Сейчас он отправлялся с новой миссией, в новые страны, где еще никогда не бывал. О том, что будет там делать, он ни с кем не говорил. Ему было сказано, что в интересах Англии надо развязать шведскому королю Густаву Адольфу руки для войны против императора, иными словами, прежде всего надо освободить его от пут войны с Польшей. Вот сэр Томас Роу и ехал на восток, чтобы способствовать заключению мира между Швецией и Польшей. Недавно к шведу из Копенгагена прибыл месье Эркюль де Шарнас, посол Франции у Кристиана датского, с поручением от Ришелье, который также был заинтересован подбить на войну против императора шведского короля и даже был готов финансировать это предприятие. Сэру Томасу вменялось в обязанность следить за французом и доносить в Лондон обо всех его действиях.
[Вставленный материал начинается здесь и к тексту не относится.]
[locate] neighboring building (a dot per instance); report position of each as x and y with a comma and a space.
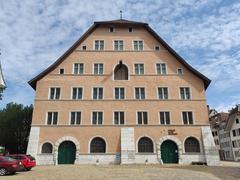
2, 82
221, 136
233, 126
121, 94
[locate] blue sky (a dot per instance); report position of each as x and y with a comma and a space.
34, 33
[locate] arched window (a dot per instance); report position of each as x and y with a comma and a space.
47, 148
145, 145
191, 145
97, 145
121, 72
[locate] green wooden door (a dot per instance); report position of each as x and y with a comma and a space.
66, 153
169, 152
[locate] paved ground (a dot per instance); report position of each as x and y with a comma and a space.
151, 172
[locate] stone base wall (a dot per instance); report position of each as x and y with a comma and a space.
98, 159
187, 159
146, 159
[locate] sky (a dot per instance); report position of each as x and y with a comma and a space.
206, 33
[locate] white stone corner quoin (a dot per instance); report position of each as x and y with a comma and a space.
33, 141
210, 150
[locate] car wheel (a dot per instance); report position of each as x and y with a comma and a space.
3, 171
28, 169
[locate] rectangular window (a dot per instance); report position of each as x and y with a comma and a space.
179, 71
98, 93
118, 45
161, 68
75, 118
112, 29
99, 45
54, 93
139, 68
119, 93
77, 93
185, 93
187, 117
84, 47
52, 118
157, 48
163, 93
140, 93
98, 68
118, 117
61, 71
142, 117
138, 45
164, 117
234, 132
97, 117
78, 68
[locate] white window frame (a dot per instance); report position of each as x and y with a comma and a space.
75, 120
114, 30
54, 96
97, 93
185, 95
119, 111
73, 71
138, 69
118, 45
193, 118
77, 92
98, 68
138, 40
170, 122
140, 93
46, 121
161, 68
142, 111
181, 70
97, 117
98, 49
114, 92
163, 93
156, 47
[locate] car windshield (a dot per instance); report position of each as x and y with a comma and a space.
7, 158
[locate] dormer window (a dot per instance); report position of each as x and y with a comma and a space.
61, 71
179, 71
84, 47
157, 48
111, 29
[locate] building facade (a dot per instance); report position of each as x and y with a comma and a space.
121, 94
233, 127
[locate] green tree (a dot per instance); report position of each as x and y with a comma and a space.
15, 124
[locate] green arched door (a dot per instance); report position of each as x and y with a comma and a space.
169, 152
66, 153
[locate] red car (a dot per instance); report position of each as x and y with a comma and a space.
8, 165
27, 160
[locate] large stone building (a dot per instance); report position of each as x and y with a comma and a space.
2, 82
233, 127
121, 94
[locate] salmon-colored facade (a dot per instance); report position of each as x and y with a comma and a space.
177, 74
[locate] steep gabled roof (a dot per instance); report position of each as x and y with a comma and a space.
232, 115
33, 81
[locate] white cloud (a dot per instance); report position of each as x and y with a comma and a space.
34, 33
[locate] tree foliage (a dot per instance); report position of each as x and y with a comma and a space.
15, 124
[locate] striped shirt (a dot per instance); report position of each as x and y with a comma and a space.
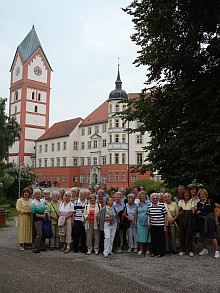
157, 214
79, 209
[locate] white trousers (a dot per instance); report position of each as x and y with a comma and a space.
131, 233
109, 233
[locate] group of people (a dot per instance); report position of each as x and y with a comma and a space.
94, 221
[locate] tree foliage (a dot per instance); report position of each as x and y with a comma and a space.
9, 131
179, 43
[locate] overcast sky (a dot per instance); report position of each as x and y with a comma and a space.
82, 41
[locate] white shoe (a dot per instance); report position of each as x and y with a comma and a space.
217, 254
204, 252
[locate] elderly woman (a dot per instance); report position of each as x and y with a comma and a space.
91, 216
53, 210
186, 211
143, 236
66, 210
23, 207
171, 225
130, 211
38, 211
156, 222
208, 222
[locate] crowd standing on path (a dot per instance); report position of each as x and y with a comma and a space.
93, 221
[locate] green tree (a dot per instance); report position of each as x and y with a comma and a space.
179, 43
9, 131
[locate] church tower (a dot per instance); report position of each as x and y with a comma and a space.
29, 96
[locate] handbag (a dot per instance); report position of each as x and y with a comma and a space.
125, 223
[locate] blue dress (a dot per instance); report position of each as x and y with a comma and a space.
143, 232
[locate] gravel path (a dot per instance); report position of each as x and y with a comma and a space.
56, 271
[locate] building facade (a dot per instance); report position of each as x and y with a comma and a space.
95, 150
29, 96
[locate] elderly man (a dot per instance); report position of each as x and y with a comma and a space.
78, 220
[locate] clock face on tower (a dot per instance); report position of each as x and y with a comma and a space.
17, 71
37, 70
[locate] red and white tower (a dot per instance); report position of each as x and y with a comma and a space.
29, 96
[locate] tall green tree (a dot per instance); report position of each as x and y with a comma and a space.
9, 131
179, 42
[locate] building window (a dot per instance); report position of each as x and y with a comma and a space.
139, 139
94, 161
104, 161
104, 179
110, 123
75, 145
116, 158
58, 146
89, 144
139, 158
52, 162
110, 158
133, 178
74, 179
104, 128
58, 162
97, 129
123, 158
64, 145
16, 95
75, 162
82, 178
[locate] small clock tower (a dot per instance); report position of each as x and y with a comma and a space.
29, 96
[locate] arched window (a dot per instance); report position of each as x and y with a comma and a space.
104, 179
16, 95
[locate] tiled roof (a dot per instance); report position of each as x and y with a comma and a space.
60, 129
100, 114
29, 46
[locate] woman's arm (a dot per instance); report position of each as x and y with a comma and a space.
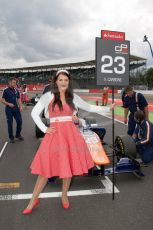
80, 103
37, 110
Вот пока и все, что было ему сказано. Но такая миссия была ему по душе. При успешном ее исходе венскому Габсбургу будет нанесен удар, от которого ему и с двумя Валленштейнами не подняться. Чешская корона вернется к Фридриху, который долго не протянет, значит, престол достанется прекрасной леди Бесси, английской принцессе. Леди Бесси была давней слабостью сэра Томаса, и ради нее он был готов бороться, чтобы хоть теперь, на старости лет, дождаться награды. Его любовь была героической, печальной и самоотверженной, не то что любовь этого моравского мужлана, который хотел всего и все получил, а сейчас уезжал, чтобы не искушать предавшуюся покаянию леди Бесси. Это было как-то не совсем понятно. Может быть, когда-нибудь ему удастся выведать у Иржика его тайну. Любопытство — эта необходимая принадлежность его профессии — снедало сэра Томаса.